I loved the Barkley one, with the build up the last couple of months having Dwayne Wade trying to get on his Fave Five, it was a great payoff.
The Justin Timberlake one was a spot of good clean, ball crushing fun.
What the heck was the ad with the girl singing and playing her guitar? Lena/Lina Something.
Yes. Nowadays, people are quick to cry racism at the drop of a hat, and instances of real racism are buried under a tidal wave of outraged offenderati. People thinking that cartoon pandas having a Chinese accent is racist are just idiots, but their idiocy serves to give real racism a place to hide amidst the sound and fury of absolutely nothing.
Or, they think it’s an awfully big coincidence that BOTH Sales Genie SB ads just happened to feature characters with stereotyped accents. I’m seeing it as a theme, and one that doesn’t strike me as positive.
That’s the sad part, Doritos sponosored a contest for songwriters and apparently she’s the only person who entered or something because nobody in their right minds would think “Yes, this will really move the nacho cheese goodness!”
Well, the pandas having Chinese accents, everything made of bamboo and them being silly enough to start eating their own bamboo-computers. I dunno. I thought it was in poor taste, but I wouldn’t go so far as to say I was offended. Again, the Indian one was fine. Yeah, he had a slight accent, but that’s cool.
No, the more offensive one was the guy with the RED laptop that’s supposed to be fighting AIDS, yet everyone in the city, man, woman, child, or goat, wants to fuck him. Yeah, that’s good for AIDS.
Seconded. Is this the kind of music people want to hear? Ew. A really pedestrian, saccharine song, and to make matters worse it felt like she spent half of it just going “thump-thump.”
I got shivers watching the Obama ad. It was crafted perfectly to hit all the right notes. I couldn’t not want to vote for Obama after seeing it.
Would you react the same if we decried Buckwheat sucking down watermelon and grape soda under the watchful eye of his fried chicken eating mammy? Is not liking that tacitly approving of lynchings?
I couldn’t help but notice that the guy’s name is Gupta. And maybe I was paying less attention, but the ad featuring “Ramesh” didn’t strike me as being tacky the way the panda one did. So… perhaps it’s just a crummy ad without any Mickey Rooney-level offensiveness.

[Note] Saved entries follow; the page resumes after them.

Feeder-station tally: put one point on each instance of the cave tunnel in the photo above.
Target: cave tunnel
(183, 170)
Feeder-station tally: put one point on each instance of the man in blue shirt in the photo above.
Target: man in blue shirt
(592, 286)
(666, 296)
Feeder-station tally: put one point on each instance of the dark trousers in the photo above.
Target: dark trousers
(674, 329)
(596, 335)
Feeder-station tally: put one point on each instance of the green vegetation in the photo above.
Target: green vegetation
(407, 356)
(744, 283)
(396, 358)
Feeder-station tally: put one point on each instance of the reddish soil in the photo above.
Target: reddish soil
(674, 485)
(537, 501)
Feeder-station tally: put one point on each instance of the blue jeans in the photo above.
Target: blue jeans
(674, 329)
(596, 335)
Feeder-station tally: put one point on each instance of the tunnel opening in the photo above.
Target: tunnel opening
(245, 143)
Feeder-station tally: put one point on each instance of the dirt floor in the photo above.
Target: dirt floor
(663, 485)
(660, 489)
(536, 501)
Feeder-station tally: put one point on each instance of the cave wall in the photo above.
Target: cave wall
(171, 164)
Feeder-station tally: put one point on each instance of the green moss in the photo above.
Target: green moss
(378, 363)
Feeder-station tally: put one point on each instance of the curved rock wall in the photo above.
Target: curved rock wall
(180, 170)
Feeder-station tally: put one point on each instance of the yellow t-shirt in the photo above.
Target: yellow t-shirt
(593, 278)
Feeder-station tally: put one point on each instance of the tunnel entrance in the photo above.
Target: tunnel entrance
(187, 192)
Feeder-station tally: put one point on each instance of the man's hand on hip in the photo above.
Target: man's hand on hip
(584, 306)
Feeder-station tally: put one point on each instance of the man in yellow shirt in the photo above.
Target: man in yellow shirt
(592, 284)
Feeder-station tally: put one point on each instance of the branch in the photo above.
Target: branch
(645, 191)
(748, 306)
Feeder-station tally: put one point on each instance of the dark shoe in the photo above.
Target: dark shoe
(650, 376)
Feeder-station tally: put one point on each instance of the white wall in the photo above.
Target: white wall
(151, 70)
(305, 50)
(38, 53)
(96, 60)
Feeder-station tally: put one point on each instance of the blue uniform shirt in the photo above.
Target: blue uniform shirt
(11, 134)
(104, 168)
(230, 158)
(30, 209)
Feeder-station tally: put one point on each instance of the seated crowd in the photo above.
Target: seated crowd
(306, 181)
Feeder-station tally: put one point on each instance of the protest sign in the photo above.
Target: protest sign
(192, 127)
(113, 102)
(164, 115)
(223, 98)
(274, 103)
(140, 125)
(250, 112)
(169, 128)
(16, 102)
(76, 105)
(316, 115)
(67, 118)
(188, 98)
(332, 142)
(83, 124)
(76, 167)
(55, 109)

Ohh! How about an add for “Nigger Baby” soap featuring pictures of lynchings while Strange Fruit played in the background, how would I feel about that? :rolleyes:
Since I didn’t see an add depicting Buckwheat sucking down watermelon and grape soda under the watchful eye of his fried chicken eating mammy, I have no idea what point you think you’re making.
The one with all the animals screaming was hysterical–to see once. While I just about busted a gut when I saw it yesterday, if they decided to use that commercial a lot, it would get tired and obnoxious really fast --like on the third or fourth repeat.
Then there was the similar one for the same product later in the game–I was half-watching it (my partner likes football; I ignored the game totally but occasionally checked out the commercials) when suddenly “HEY! IT’S ALICE!” I’ve been a huge fan of the Coop-man’s music since way back when and the sight of him crouching in the rain with his big snake and that loony gargoyle grin, brief though it was, made the whole afternoon for me.
Until the Coke commercial with the Thanksgiving parade ballloons. As soon as I noticed that Underdog was involved, the TV had my attention nailed, on account of Underdog having always been one of my favorite cartoons. And when I was a little kid, the balloons and that one in particular were always a big deal in the parade broadcast. And it was just perfect that Underdog’s antagonist would be Baby Stewie, because Baby Stewie’s an evil little genius, right? He’d be a major villain for sure if he was in the same cartoon universe as Underdog! Darned if I didn’t actually start feeling the suspense – *who *will get the giant Coke? Who? *WHO? *
And when it turned out to be Charlie Brown floating in out of nowhere to get the sought-after soda, I was both tickled and warmed, because – well, because it was Charlie Brown, and he finally got something nice for a change!
None of them, though, were as funny as the one from last year for nut snacks that had Robert Goulet climbing out of the ceiling to mess up people’s stuff.